Standard Compression Scheme for Unicode

The Standard Compression Scheme for Unicode ( SCSU, English for Standard Compression Scheme for Unicode ) is a character encoding for texts of Unicode characters, which is in contrast to most other encodings designed to require as little storage space.

  • 7.1 German
  • 7.2 Greek
  • 7.3 Japanese

History

The coding was originally developed by Reuters. Authors of the method described in the technical standard UTS # 6, Misha Wolf, Ken Whistler, Charles Wicksteed, Mark Davis, Asmus Freytag and Markus Scherer. The first release was in May 1997, since May 2005, the default is present in unchanged in the revision 4.

Idea

Traditional fonts in Unicode, such as the ISO -8859 character sets, needed only one byte per character, character sets for East Asian fonts two bytes. When using Unicode, the memory requirement usually increases: For UTF -32 to four bytes per character in UTF -16, there are two or four bytes per character in UTF- 8 between one and four bytes per character. Although traditional texts use only a very small part of all the available Unicode characters. Most characters are used on the one hand in the ASCII range (especially punctuation), on the other hand in a small contiguous area, which often corresponds to a Unicode block. The algorithm uses a dynamically positioned window comprising 128 consecutive characters. Characters in this window are encoded by a byte in the range of 0x80 to 0xFF characters in the ASCII range ( with the exception of most control characters) by a byte in the range of 0x20 to 0x7F. The remaining bytes are used as commands to this window repositioned or switch to uncompressed mode in which the following bytes are interpreted as UTF-16. This mode is especially useful when the text many characters are used in a range of more than 128 consecutive characters, such as in Chinese.

Algorithm

This idea is implemented using the following procedure. Defines the method of a SCSU byte stream back a text can be obtained from the Unicode character with the. For coding, different algorithms can be used to produce a result that can be decoded correctly. As such an algorithm is designed, among other things, depends on whether more importance is placed on a fast encoding, or a good compression.

Windows

The algorithm has two types of windows: Static window that are predefined fixed in the algorithm and dynamic window, whose position can be changed if necessary. From each variety, there are eight pieces, numbered from 0 to 7 The location of a window can be specified by code point of the first character in this window.

Static window

The eight static window are defined as follows:

Dynamic Window

The starting positions of the eight dynamic window include:

The dynamic window 0 is active at the start.
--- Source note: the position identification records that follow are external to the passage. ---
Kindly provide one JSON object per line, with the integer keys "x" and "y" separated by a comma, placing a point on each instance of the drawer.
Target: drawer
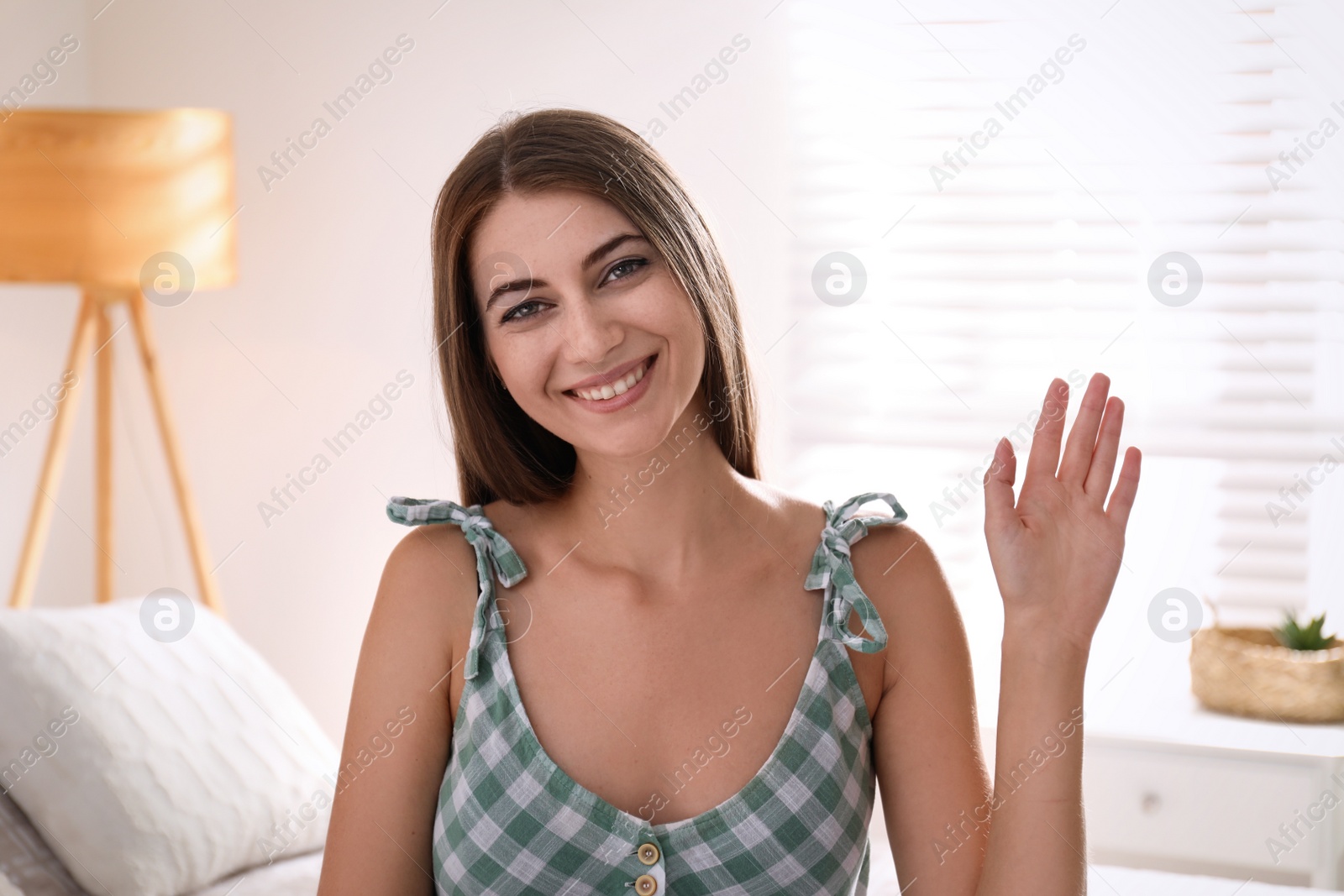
{"x": 1200, "y": 808}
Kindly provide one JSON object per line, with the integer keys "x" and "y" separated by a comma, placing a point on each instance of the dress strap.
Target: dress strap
{"x": 833, "y": 573}
{"x": 492, "y": 551}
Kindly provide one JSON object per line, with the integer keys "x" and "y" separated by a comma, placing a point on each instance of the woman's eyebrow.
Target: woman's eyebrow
{"x": 528, "y": 284}
{"x": 608, "y": 246}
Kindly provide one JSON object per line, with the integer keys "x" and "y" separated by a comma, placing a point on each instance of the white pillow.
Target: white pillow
{"x": 154, "y": 768}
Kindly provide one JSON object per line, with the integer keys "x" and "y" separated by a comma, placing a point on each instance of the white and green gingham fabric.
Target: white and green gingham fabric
{"x": 511, "y": 822}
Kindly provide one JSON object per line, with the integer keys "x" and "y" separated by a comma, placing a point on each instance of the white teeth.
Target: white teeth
{"x": 618, "y": 387}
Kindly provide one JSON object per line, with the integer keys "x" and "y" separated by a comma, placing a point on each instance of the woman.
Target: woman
{"x": 714, "y": 671}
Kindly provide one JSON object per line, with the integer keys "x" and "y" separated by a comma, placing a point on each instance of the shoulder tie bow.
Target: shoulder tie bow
{"x": 832, "y": 571}
{"x": 492, "y": 553}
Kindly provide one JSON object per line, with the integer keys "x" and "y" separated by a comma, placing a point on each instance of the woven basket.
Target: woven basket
{"x": 1247, "y": 672}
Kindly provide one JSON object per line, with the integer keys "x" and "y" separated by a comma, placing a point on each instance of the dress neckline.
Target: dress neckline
{"x": 831, "y": 573}
{"x": 702, "y": 824}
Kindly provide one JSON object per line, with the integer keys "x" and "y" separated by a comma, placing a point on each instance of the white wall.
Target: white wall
{"x": 333, "y": 291}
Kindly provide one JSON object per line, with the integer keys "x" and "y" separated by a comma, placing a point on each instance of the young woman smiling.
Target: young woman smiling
{"x": 585, "y": 322}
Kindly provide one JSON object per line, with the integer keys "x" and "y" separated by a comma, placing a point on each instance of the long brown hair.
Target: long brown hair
{"x": 501, "y": 453}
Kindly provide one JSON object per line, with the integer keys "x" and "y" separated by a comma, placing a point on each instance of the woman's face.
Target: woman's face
{"x": 584, "y": 320}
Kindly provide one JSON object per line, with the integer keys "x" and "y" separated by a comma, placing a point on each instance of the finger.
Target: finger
{"x": 999, "y": 479}
{"x": 1082, "y": 438}
{"x": 1104, "y": 457}
{"x": 1045, "y": 445}
{"x": 1122, "y": 499}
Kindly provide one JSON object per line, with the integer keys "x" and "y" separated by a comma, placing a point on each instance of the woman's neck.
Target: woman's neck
{"x": 660, "y": 512}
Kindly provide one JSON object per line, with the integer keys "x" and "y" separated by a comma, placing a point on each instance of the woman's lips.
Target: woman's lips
{"x": 618, "y": 394}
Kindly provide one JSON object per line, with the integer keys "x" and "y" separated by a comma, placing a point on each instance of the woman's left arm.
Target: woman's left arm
{"x": 1055, "y": 553}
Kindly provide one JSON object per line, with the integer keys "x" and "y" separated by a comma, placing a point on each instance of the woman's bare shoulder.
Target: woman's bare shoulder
{"x": 432, "y": 569}
{"x": 893, "y": 563}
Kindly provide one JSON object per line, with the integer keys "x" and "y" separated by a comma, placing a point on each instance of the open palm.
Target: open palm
{"x": 1057, "y": 548}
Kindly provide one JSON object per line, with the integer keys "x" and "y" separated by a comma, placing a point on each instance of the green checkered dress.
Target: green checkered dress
{"x": 510, "y": 821}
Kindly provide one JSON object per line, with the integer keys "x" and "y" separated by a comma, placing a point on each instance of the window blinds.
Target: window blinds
{"x": 1007, "y": 174}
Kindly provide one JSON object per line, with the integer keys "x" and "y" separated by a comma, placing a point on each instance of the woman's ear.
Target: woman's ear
{"x": 495, "y": 371}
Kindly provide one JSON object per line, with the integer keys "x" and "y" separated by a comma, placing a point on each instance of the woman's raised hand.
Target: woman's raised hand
{"x": 1057, "y": 550}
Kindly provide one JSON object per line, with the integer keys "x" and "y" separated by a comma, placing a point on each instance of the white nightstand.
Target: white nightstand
{"x": 1171, "y": 786}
To change the position of a dynamic window, there are several commands. The two simple commands ( SDn and UDN ) to define determine the new position of the window by one byte according to the following table:

The two extended commands ( SDX and UDX ) to the window definition using two bytes. The top three bits indicate the number of the window to the remaining 13 bits will be 0x10000 added and taken the outcome as the first character of the window.

Modes

The algorithm uses two different modes. At first he is in one byte mode in the characters encoded by a single byte. Byte values ​​in the range 0x20 to 0x7F and 0x00 ( NUL ), 0x09 ( horizontal tab ), 0x0A (LF ), and 0x0D (CR ) are interpreted as characters in the static window 0, values ​​in the range 0x80 to 0xFF as characters in the active dynamic window. All other bytes are interpreted as commands.

The other mode is a two-byte mode. With a few exceptions here all pairs of bytes are interpreted as UTF- 16BE -encoded characters, only a few bytes represent commands

Commands

In single-byte mode commands provide the following byte values ​​represent:

Is to be coded, a control character that is represented by one byte, which is a command that commands SQ0 can be used.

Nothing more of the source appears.